Riyadh-based investment bank Al Rajhi Capital believes that Saudi Arabia's banking sector offers strong buying opportunities amid the current sell-off in Tadawul where the bank index is down 10% since the end of September 2022.

Following the government budget statement, which has strong GDP forecasts for the medium term, the brokerage in a new report raised loan growth estimates, driven by corporate loans.

It raised total loan growth estimates for 2022 and 2023 to 14% and 12%, respectively, from 13% and 11% earlier.

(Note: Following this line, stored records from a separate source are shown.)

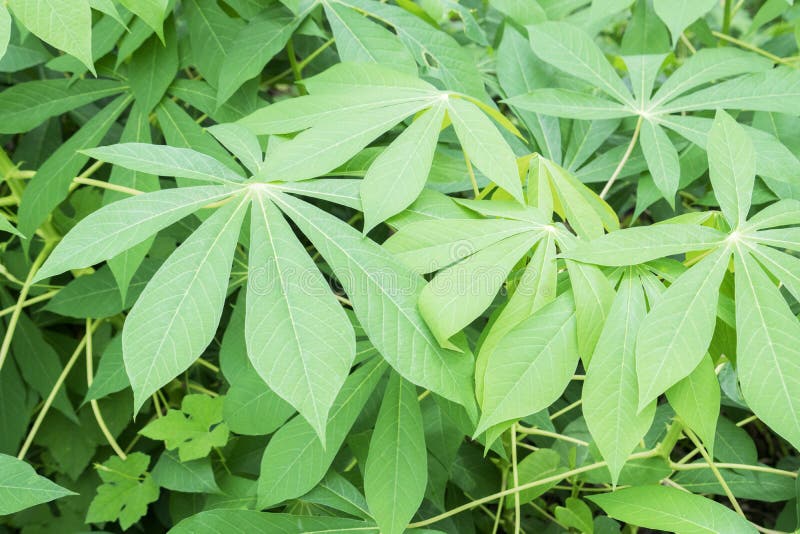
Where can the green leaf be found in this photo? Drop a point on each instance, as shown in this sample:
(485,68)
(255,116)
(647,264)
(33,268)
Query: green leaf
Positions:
(570,49)
(519,383)
(299,339)
(360,40)
(177,315)
(21,487)
(610,394)
(126,491)
(484,146)
(679,15)
(386,306)
(675,335)
(731,167)
(696,400)
(663,508)
(195,476)
(64,24)
(194,429)
(645,243)
(166,161)
(395,475)
(114,228)
(398,174)
(662,159)
(767,349)
(253,47)
(458,294)
(50,186)
(295,460)
(570,104)
(327,145)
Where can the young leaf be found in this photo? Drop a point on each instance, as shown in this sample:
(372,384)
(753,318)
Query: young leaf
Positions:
(398,174)
(676,333)
(175,318)
(395,475)
(298,338)
(674,510)
(731,167)
(21,487)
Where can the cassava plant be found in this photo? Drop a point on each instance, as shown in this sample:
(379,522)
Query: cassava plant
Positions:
(298,266)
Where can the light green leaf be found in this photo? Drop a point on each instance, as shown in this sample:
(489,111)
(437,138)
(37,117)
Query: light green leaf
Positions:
(696,400)
(767,349)
(458,294)
(662,159)
(645,243)
(677,15)
(194,429)
(166,161)
(295,460)
(675,335)
(484,146)
(64,24)
(674,510)
(610,393)
(114,228)
(396,474)
(398,174)
(126,491)
(327,145)
(570,49)
(21,487)
(518,382)
(731,167)
(360,40)
(386,306)
(254,46)
(298,337)
(177,315)
(570,104)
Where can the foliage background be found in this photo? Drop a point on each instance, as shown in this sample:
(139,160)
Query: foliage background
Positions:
(547,370)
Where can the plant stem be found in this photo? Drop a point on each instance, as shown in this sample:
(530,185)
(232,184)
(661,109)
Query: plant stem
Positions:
(23,295)
(624,159)
(95,406)
(53,392)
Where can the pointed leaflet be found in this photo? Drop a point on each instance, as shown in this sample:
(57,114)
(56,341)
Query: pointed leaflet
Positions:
(384,295)
(696,400)
(531,366)
(114,228)
(731,167)
(484,146)
(166,161)
(327,145)
(254,46)
(398,174)
(298,337)
(21,487)
(458,294)
(50,185)
(177,314)
(570,49)
(295,460)
(610,393)
(396,473)
(64,24)
(676,333)
(673,510)
(662,159)
(358,39)
(767,349)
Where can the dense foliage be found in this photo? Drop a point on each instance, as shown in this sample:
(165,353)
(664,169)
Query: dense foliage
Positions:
(359,266)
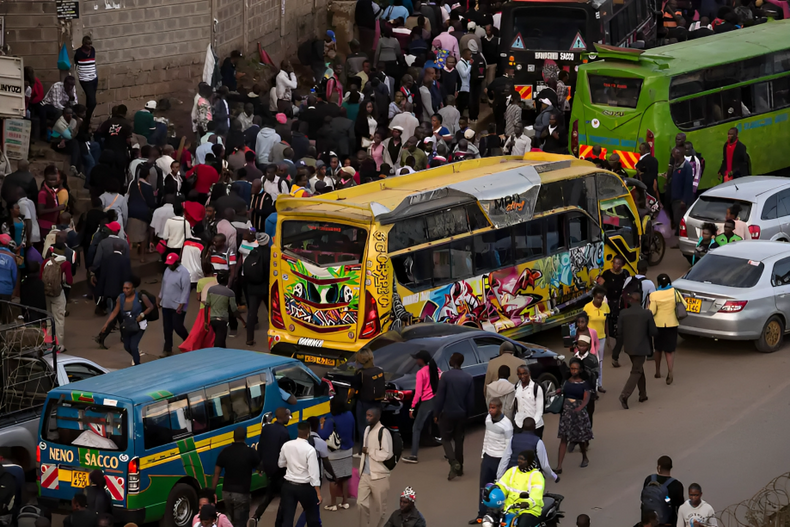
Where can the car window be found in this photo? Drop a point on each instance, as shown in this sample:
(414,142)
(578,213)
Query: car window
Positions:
(781,274)
(296,380)
(487,348)
(464,348)
(726,271)
(77,371)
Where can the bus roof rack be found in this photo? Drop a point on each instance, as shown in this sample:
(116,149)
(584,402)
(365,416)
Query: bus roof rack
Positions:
(605,51)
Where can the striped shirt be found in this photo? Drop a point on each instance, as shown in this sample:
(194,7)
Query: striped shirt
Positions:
(221,261)
(86,64)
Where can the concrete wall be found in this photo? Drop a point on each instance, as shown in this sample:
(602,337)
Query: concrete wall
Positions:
(149,49)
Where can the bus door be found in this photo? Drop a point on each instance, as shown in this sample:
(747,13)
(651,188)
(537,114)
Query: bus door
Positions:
(621,230)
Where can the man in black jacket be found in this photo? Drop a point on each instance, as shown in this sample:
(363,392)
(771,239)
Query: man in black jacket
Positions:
(454,402)
(735,161)
(637,327)
(273,437)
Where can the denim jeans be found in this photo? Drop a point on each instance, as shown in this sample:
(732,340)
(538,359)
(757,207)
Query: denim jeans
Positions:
(238,507)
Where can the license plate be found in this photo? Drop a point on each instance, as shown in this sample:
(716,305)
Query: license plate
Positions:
(321,361)
(79,479)
(693,305)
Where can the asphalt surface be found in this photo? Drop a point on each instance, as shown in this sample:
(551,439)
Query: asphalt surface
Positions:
(723,421)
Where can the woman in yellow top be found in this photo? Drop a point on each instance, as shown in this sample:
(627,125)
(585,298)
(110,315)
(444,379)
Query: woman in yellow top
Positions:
(598,311)
(662,305)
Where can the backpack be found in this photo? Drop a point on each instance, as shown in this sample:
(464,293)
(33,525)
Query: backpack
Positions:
(7,491)
(28,515)
(154,314)
(635,284)
(51,276)
(397,447)
(655,498)
(254,266)
(479,66)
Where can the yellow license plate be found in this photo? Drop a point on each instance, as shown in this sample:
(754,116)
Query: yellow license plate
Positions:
(693,305)
(79,479)
(321,361)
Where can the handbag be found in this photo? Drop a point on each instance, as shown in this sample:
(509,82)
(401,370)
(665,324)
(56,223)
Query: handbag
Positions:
(680,308)
(333,441)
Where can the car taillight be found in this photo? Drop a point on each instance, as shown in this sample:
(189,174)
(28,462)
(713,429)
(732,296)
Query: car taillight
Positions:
(733,306)
(575,138)
(133,475)
(371,326)
(398,395)
(649,138)
(276,314)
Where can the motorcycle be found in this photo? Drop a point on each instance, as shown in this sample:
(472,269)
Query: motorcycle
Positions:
(509,516)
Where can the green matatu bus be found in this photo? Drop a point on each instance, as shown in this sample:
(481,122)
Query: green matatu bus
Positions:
(701,87)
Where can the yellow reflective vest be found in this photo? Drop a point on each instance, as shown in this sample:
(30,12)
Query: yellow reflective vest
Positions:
(514,482)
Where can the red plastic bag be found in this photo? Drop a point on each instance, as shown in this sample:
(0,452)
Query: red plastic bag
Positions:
(353,484)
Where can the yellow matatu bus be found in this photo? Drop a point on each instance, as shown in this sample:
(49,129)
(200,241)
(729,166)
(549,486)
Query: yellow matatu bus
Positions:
(504,244)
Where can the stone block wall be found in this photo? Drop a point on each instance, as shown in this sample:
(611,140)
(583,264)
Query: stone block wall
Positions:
(150,49)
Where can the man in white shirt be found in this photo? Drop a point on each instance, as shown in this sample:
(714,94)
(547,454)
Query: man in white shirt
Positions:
(302,478)
(696,510)
(374,476)
(529,401)
(527,440)
(496,440)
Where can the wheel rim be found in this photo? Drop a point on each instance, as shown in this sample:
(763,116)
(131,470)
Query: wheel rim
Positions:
(548,388)
(182,511)
(772,333)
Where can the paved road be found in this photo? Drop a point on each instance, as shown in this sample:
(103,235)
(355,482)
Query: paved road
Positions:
(723,422)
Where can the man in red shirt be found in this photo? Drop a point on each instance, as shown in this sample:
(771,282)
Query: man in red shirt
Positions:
(47,208)
(205,177)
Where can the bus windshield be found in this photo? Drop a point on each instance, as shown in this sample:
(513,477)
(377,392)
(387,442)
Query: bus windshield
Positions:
(323,243)
(84,424)
(621,92)
(552,28)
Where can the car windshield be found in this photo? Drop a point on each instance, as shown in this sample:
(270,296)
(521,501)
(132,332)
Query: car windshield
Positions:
(709,208)
(85,424)
(726,271)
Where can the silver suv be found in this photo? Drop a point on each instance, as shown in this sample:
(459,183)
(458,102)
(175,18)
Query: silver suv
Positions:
(765,207)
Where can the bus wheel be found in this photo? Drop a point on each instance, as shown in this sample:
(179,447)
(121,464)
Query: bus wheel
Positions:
(181,506)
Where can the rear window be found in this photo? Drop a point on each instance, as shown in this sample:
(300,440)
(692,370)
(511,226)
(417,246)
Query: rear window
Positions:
(726,270)
(614,91)
(322,243)
(85,424)
(708,208)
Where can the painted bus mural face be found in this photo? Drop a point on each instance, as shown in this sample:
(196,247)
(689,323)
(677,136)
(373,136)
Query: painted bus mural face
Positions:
(513,297)
(322,299)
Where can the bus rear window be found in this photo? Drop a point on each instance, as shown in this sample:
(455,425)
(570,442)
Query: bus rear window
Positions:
(551,29)
(85,424)
(323,243)
(614,91)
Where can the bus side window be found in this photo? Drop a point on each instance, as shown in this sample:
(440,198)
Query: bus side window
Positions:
(256,390)
(220,408)
(238,400)
(197,411)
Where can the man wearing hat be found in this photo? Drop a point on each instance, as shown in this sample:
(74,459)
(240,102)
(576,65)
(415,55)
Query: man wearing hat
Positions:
(407,514)
(174,300)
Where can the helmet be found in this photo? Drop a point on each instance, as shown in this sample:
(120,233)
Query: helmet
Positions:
(495,498)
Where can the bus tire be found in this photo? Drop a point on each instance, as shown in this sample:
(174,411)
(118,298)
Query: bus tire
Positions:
(181,506)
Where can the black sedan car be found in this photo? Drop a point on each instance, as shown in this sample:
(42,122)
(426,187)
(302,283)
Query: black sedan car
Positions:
(393,352)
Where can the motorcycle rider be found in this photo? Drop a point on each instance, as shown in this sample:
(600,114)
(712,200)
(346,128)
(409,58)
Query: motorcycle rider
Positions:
(524,478)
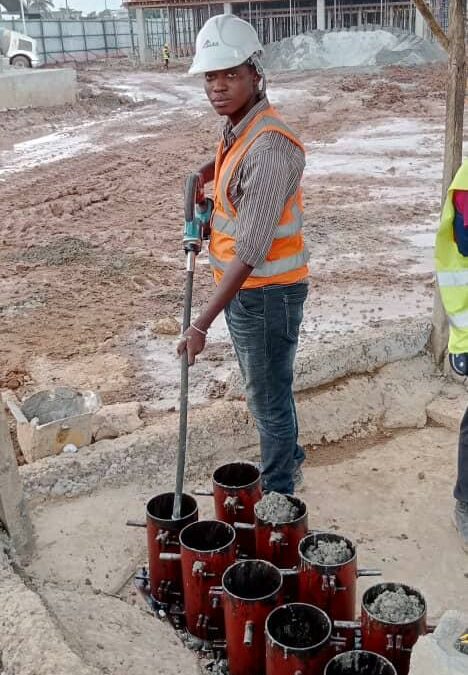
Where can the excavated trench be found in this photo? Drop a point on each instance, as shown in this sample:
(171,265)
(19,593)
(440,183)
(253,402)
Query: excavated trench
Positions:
(373,456)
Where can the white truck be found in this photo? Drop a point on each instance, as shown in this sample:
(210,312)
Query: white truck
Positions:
(21,50)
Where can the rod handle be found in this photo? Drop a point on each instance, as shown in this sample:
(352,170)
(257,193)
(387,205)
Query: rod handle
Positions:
(216,595)
(169,556)
(248,633)
(369,573)
(353,625)
(244,526)
(293,572)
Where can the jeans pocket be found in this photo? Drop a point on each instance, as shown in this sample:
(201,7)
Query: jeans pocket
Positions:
(294,306)
(251,304)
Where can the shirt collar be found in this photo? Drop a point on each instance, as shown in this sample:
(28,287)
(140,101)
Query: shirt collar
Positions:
(231,133)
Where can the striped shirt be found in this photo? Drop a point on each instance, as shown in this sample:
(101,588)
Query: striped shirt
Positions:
(267,176)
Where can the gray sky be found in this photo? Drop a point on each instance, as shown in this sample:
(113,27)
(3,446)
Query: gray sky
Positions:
(89,5)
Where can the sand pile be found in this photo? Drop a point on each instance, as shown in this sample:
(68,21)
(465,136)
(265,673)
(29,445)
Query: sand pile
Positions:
(350,48)
(396,606)
(276,508)
(325,552)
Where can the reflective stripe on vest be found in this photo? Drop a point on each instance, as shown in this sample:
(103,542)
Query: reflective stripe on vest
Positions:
(228,226)
(270,268)
(456,278)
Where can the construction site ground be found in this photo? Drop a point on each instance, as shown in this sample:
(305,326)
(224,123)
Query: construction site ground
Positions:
(92,276)
(91,212)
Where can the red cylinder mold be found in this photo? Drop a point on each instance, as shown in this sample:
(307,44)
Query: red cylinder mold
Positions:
(236,490)
(207,549)
(330,587)
(163,545)
(392,640)
(250,591)
(279,542)
(297,640)
(358,662)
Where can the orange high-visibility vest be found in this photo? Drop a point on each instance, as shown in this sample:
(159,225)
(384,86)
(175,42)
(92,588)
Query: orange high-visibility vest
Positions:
(286,261)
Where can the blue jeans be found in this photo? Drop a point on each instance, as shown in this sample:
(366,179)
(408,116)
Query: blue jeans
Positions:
(264,326)
(461,487)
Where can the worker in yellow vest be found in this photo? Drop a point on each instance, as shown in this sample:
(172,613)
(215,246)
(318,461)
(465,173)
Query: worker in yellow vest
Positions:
(257,249)
(166,55)
(451,256)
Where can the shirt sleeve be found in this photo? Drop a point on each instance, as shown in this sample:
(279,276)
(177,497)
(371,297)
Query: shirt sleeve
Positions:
(266,180)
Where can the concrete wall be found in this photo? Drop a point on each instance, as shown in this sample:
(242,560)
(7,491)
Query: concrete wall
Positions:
(21,88)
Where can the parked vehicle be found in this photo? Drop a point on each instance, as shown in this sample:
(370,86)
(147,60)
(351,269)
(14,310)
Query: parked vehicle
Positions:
(19,48)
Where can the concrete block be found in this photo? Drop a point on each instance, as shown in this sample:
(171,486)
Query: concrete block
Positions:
(49,420)
(116,420)
(29,88)
(436,654)
(447,412)
(13,512)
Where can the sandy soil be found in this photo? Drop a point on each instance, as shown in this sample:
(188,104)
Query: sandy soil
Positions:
(91,221)
(399,520)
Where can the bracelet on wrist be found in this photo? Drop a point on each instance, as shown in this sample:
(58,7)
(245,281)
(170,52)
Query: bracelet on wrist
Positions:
(199,330)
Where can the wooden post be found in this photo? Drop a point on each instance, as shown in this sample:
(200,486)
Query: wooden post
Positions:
(13,513)
(456,89)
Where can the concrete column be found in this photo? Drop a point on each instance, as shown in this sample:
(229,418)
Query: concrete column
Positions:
(144,51)
(13,514)
(173,33)
(321,17)
(420,25)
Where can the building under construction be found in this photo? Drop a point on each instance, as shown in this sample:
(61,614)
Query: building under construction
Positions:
(179,21)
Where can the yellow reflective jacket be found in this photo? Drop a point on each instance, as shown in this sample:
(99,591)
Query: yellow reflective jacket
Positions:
(452,269)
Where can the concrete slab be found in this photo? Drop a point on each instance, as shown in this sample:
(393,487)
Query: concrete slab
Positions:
(27,88)
(31,642)
(436,654)
(395,396)
(13,511)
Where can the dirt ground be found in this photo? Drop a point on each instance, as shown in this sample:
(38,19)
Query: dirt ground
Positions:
(399,521)
(91,221)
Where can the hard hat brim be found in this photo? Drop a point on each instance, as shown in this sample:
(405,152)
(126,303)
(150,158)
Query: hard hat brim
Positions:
(202,65)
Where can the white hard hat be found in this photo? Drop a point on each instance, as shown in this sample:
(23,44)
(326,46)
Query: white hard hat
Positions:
(225,41)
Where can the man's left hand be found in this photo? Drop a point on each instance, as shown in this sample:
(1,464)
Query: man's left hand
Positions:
(193,342)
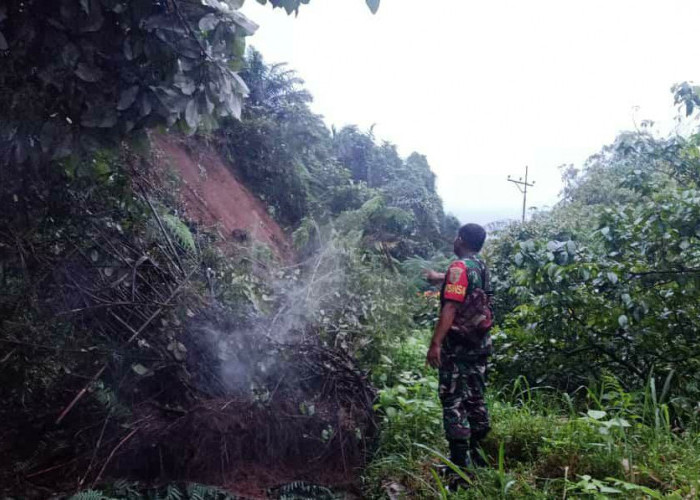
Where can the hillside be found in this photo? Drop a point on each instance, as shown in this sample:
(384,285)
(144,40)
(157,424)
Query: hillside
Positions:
(213,197)
(206,293)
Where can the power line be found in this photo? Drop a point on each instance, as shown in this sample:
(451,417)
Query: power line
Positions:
(522,189)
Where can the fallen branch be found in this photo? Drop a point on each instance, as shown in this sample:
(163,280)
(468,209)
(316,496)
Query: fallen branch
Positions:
(135,333)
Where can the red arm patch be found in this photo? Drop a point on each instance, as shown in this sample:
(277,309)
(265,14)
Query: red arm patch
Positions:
(456,282)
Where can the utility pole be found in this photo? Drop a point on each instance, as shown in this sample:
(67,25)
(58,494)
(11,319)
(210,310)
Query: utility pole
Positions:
(522,189)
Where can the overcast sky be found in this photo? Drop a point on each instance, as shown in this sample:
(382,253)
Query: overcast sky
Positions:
(483,88)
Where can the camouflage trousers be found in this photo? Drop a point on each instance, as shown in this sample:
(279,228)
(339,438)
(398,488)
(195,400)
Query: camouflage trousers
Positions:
(462,385)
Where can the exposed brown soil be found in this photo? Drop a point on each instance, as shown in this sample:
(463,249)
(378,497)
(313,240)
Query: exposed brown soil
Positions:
(214,197)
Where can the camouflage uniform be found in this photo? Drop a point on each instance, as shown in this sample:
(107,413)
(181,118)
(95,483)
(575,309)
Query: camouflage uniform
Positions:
(463,370)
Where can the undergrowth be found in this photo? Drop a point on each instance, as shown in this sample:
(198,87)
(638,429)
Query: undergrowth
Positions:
(598,442)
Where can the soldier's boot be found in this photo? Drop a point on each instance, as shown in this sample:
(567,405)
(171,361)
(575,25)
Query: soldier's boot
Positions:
(459,453)
(475,450)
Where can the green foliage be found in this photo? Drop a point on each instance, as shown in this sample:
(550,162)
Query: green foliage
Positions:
(292,6)
(180,232)
(87,72)
(90,495)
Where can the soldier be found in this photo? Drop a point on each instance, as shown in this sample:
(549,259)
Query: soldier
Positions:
(461,345)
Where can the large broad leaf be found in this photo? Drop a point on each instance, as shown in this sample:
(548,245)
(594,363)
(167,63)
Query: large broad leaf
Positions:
(191,114)
(99,116)
(127,98)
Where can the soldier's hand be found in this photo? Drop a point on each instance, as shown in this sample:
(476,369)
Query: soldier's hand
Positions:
(433,358)
(429,274)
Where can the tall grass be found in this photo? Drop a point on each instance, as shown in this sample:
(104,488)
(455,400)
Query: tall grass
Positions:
(597,442)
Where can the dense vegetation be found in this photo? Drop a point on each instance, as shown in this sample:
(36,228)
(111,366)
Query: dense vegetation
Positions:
(136,345)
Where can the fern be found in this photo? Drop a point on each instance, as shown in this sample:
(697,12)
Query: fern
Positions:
(198,491)
(172,492)
(127,490)
(299,490)
(180,232)
(91,495)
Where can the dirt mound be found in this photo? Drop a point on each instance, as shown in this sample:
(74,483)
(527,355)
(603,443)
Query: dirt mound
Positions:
(213,196)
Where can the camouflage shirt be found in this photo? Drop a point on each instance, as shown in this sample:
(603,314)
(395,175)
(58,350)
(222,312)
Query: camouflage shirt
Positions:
(461,278)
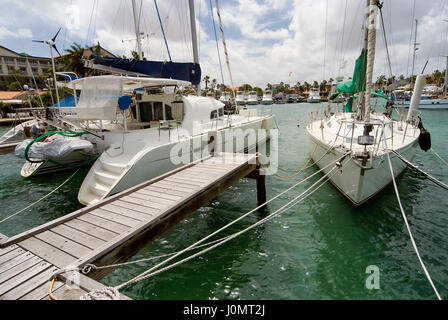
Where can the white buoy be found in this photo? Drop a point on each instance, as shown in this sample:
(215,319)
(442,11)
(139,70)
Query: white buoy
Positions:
(415,100)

It also revised the loan growth estimates for 2024e and 2025e to over 11% in 2024e and almost 11% in 2025e (from 9% and 7%, respectively).

Al Rajhi raised corporate loan growth estimate to 13% each in 2022e and 2023e from 10% before, while raising the estimate for 2024-2026e to 14%/14%/10% from average 7.0% growth in each year before.

According to the report, the SME segment has been the key driver for corporate loan segment in the recent years supported by various governmental measures.

"Going forward, we believe the mid and large corporate loan category to see higher uptick from 2023 onwards, particularly from H2 2023, supported by implementation of Giga projects and many other initiatives under vision 20230 such as NIS (national investment strategy that focuses on private sector investments, includes Shareek program), National Strategy for Industry and Agriculture (focuses on industrial development and agriculture), etc."

The brokerage's estimates for mortgages are unchanged at 23%/13%/10% in 2022/ 2023/2024 and average 8.6% in 2025 and 2026. They continue to be a key driver, albeit with the growth rate moderating from 33% y-o-y in Q1 2022 to 28% y-o-y growth in Q3 2022. 

The brokerage cut personal finance loan growth numbers, as they have been trending downward from almost 15% y-o-y in Q1 2022 to 9% y-o-y in Q3 2022.

The brokerage trimmed its net interest margin (NIM) expansion estimates for 2023 and "will follow a wait and watch approach when it comes to revising our NIM estimates," the report said.

For the ten banks that Al Rajhi Capital covers, NIM estimates for 2023e are significantly trimmed to just +12 basis points (bp) expansion y-o-y from +64 bp before.

However, despite the sharp cut in NIMs for 2023e and modest expansion thereafter, the brokerage expects the banks to post healthy net income growth.

"Based on the strong loan growth but flattish to modest NIM improvement over the medium term, our estimate for net income growth is mid to high teens over the next two years," it concluded.